Shortly before the start of the war, Senior Lieutenant A.E. Potapov was assigned to the commander of the 333rd Infantry Regiment of the 6th Infantry Division and in late May 1941 was appointed senior adjutant (chief of staff) of one of the battalions of this regiment. Since October 1939, after the end of the campaign of Soviet troops in Poland, units of the 6th Infantry Division were stationed in the area of the city of Brest-Litovsk and adjacent areas north of the Mukhavets River, taking over the garrison service in Brest and guarding the state border along the Western Bug River in area of Brest. The barracks of the 333rd Infantry Regiment were located directly in the citadel of the Brest Fortress.
On the night of June 22, 1941, Potapov was on duty at the 333rd Infantry Regiment. With the first explosions of enemy shells and bombs, he raised the regiment on alert. The commander of the regimental school platoon, Lieutenant Naganov, was ordered to take up defensive positions in the area of the Terespol Gate. Realizing that the commander and commissar of the regiment would not be able to break through to the besieged fortress, Potapov led the defense in the area. Acting boldly and decisively, Senior Lieutenant A.E. Potapov and Assistant Chief of Staff of the 333rd Infantry Regiment, Lieutenant A.S. Sanin organized the fighters, thanks to which the enemy, who broke into the citadel, was met with organized fire and suffered heavy losses. Nearby there was a building that housed the 9th border outpost. Here fighters fought under the command of the chief of the outpost, Lieutenant A. M. Kizhevatov. On June 23, when only ruins remained of their building, Kizhevatov and his fighters moved to the basements of the barracks of the 333rd regiment and continued to lead the defense together with Potapov.

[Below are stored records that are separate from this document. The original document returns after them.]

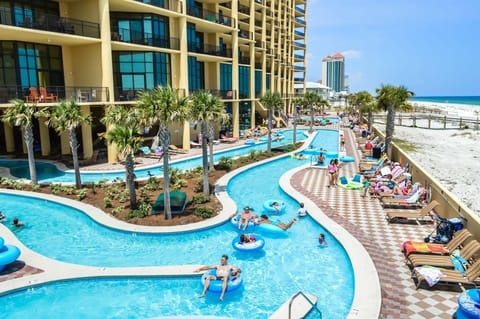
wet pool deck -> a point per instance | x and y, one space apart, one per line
362 217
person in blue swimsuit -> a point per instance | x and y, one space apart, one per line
265 220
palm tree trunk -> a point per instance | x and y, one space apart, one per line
210 145
311 119
370 120
165 142
269 145
206 185
390 126
76 166
130 181
31 156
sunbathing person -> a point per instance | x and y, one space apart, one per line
265 220
222 272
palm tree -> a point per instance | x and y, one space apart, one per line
272 101
66 116
311 100
363 101
391 98
163 105
207 108
21 114
126 137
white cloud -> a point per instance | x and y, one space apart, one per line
352 54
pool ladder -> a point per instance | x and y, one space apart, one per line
314 305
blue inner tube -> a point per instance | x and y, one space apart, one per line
8 254
271 230
251 246
469 304
216 285
234 222
267 206
347 159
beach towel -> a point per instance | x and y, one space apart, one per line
409 247
432 275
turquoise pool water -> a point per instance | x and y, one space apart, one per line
285 267
48 173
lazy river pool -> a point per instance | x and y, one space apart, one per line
286 265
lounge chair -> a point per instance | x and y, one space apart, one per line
446 261
453 276
411 202
195 144
459 238
178 201
174 149
416 214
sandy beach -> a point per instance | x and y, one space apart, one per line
451 155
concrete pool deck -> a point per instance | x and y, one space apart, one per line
399 298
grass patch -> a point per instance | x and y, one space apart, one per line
405 145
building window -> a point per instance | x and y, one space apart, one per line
244 81
134 71
225 77
196 73
28 65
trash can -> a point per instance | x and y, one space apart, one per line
377 152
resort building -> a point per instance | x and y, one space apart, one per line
322 90
333 72
103 52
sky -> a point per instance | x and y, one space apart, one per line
432 47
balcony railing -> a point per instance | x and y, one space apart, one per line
211 50
298 9
300 33
53 94
243 9
244 60
210 16
299 44
48 22
224 94
245 34
172 5
144 38
300 20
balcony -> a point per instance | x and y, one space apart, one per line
243 9
144 38
172 5
244 60
299 44
224 94
211 50
300 20
300 10
299 33
210 16
54 94
52 23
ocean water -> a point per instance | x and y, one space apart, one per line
465 100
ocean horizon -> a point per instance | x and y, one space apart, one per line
465 100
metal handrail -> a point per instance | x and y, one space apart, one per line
314 305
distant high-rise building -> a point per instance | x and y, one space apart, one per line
333 72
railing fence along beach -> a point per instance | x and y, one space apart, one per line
450 206
426 121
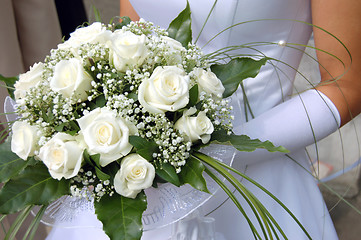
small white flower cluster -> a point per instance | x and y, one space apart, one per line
89 180
103 86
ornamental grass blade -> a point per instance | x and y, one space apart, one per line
180 28
168 173
224 168
192 173
10 163
235 71
121 216
144 147
33 186
245 143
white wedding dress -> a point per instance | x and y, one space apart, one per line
288 178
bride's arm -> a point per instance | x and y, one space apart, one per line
126 9
343 20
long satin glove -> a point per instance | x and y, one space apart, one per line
294 124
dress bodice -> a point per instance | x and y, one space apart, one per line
272 24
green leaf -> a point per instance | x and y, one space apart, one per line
70 127
121 216
168 174
180 28
9 81
192 173
193 96
100 101
144 147
234 72
34 186
10 163
245 143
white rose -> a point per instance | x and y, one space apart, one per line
195 128
208 82
135 174
127 49
28 80
94 33
167 89
71 79
107 134
63 155
174 50
24 139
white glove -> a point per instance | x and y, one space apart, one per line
294 124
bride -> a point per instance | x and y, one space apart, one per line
272 113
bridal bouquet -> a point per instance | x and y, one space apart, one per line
117 109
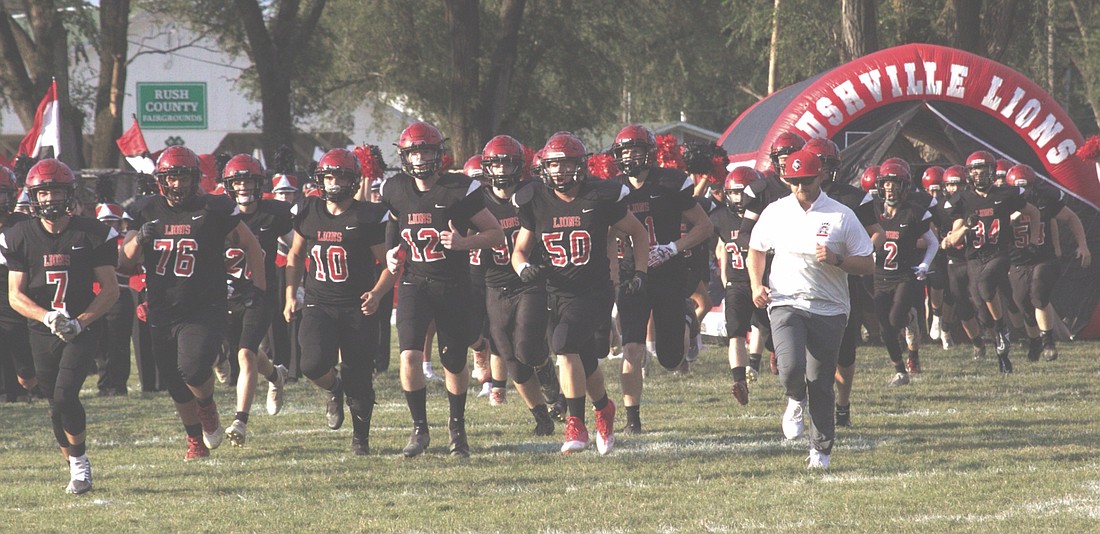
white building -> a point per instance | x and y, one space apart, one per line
190 96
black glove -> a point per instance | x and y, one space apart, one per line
530 273
146 233
635 284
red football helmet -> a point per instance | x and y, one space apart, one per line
180 164
54 176
563 161
644 149
933 178
243 178
1021 175
342 165
472 167
8 192
736 182
420 137
785 144
868 180
802 164
828 153
897 174
506 154
981 166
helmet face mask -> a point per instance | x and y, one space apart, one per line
338 174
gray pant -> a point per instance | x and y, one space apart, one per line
806 347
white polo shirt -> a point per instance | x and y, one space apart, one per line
796 278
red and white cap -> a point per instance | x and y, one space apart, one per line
108 211
284 183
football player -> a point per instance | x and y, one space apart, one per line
53 262
432 209
568 217
660 198
251 309
179 237
342 237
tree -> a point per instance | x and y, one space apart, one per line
33 52
113 29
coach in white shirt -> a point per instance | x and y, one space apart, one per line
816 242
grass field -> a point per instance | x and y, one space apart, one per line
961 449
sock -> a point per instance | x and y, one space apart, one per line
77 450
575 407
601 403
458 405
418 409
738 372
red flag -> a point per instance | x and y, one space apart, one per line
133 148
46 130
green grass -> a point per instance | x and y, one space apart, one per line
961 449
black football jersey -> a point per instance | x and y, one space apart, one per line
573 235
1048 202
496 262
6 311
727 226
421 216
898 254
185 269
991 233
338 247
659 205
268 222
59 267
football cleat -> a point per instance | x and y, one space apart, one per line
196 449
576 436
212 433
79 476
900 379
418 442
235 433
333 410
740 391
605 428
275 391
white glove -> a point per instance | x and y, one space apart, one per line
921 271
53 318
68 329
661 253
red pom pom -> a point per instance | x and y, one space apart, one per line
602 166
668 152
369 162
1090 150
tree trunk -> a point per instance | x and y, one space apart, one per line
968 26
113 25
462 20
859 28
502 69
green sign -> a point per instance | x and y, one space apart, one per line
172 106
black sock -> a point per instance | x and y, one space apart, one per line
417 401
458 405
601 403
76 450
575 407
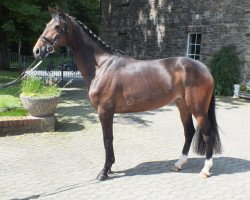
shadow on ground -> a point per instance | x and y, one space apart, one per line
193 166
222 165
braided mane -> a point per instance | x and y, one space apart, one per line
97 39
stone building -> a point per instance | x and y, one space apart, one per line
148 29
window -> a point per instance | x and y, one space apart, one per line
194 46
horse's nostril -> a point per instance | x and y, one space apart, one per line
37 51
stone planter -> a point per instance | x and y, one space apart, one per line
40 106
244 95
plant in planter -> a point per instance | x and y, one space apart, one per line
38 97
244 91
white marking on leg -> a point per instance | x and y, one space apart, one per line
207 166
182 160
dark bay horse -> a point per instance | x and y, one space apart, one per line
120 84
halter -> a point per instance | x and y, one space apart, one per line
50 48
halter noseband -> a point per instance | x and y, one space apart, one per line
50 48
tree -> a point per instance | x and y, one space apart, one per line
26 19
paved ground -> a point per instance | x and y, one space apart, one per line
64 165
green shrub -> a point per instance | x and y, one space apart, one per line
224 67
34 86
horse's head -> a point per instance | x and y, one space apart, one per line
53 36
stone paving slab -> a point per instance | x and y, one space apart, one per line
64 164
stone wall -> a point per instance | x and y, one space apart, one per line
149 29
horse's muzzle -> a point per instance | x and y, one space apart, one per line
40 52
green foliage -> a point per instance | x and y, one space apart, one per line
34 86
10 104
224 66
244 87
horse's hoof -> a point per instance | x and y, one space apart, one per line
204 174
176 169
102 177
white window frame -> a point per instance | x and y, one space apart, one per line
189 54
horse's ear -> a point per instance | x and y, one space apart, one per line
52 11
62 13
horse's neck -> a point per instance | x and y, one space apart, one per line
88 55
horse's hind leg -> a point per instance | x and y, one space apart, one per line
207 139
189 130
106 119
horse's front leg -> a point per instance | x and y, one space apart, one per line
106 119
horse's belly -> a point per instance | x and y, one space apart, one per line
132 103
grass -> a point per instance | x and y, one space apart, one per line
34 86
10 104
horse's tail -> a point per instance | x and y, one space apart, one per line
200 145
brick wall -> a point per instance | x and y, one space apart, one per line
149 29
29 124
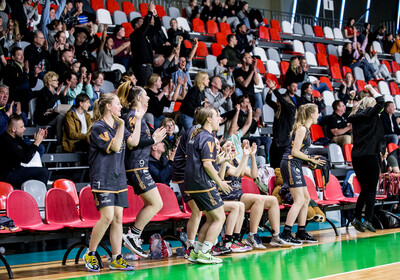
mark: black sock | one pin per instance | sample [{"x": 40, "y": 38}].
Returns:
[
  {"x": 135, "y": 230},
  {"x": 287, "y": 229},
  {"x": 301, "y": 229}
]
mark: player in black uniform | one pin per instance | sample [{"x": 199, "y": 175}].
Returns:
[
  {"x": 200, "y": 175},
  {"x": 137, "y": 162},
  {"x": 291, "y": 167},
  {"x": 107, "y": 177}
]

Around June 25, a group of fighters from the 132nd battalion of the NKVD convoy troops, who had previously defended in the location of their unit, also ran into the barracks of the 333rd regiment. The soldiers of this group carried with them the battle banner of their battalion, which later, during an attempt to break through, they hid in an air tube on the second floor, opposite the headquarters of the 132nd battalion.
Among the fighters included in the Potapov group, the young pupil of the musician platoon of the regiment Petya Klypa stood out for his courage and courage.
During the week, under the command of Potapov, Sanin and Kizhevatov, the defenders of the barracks of the 333rd Infantry Regiment fought off numerous enemy attacks. Women and children, who were hiding in the basements of the barracks with the soldiers, had to be taken prisoner on the 3rd or 4th day of the war. In the last days of the defense, Lieutenant Sanin fell seriously ill and lay half-delirious, not getting up (he was captured, according to his own recollections, on June 27, and according to the German prisoner of war card - on June 24).
On June 29, when the ammunition nearly ran out, it was decided to make a last desperate attempt to break through. It was supposed to break through not to the north, where the enemy was expecting attacks and kept large forces at the ready, but to the south, towards the Western Island, in order to then turn to the east, cross the Bug arm and pass the hospital on the Southern Island to get into the vicinity of Brest. This breakthrough ended in failure - most of its participants died or were captured. AE Potapov, who was the leader of the breakthrough group, died in this battle. Lieutenant A. M. Kizhevatov, covering the breakthrough, remained in the Citadel and also died in battle.
In his book "Brest Fortress" the writer S.S.Smirnov, referring to the memoirs of a number of participants in the defense of the Brest Fortress, including Peter Klypa, pointed out that A.E. Potapov, perhaps, did not die during the breakthrough, but was taken prisoner and spent some time in a prisoner of war camp in Biala Podlaska. It was even indicated that Potapov was one of the organizers of the mass escape of prisoners of war from this camp in September 1941. However, this information remains fundamentally inaccurate and unconfirmed.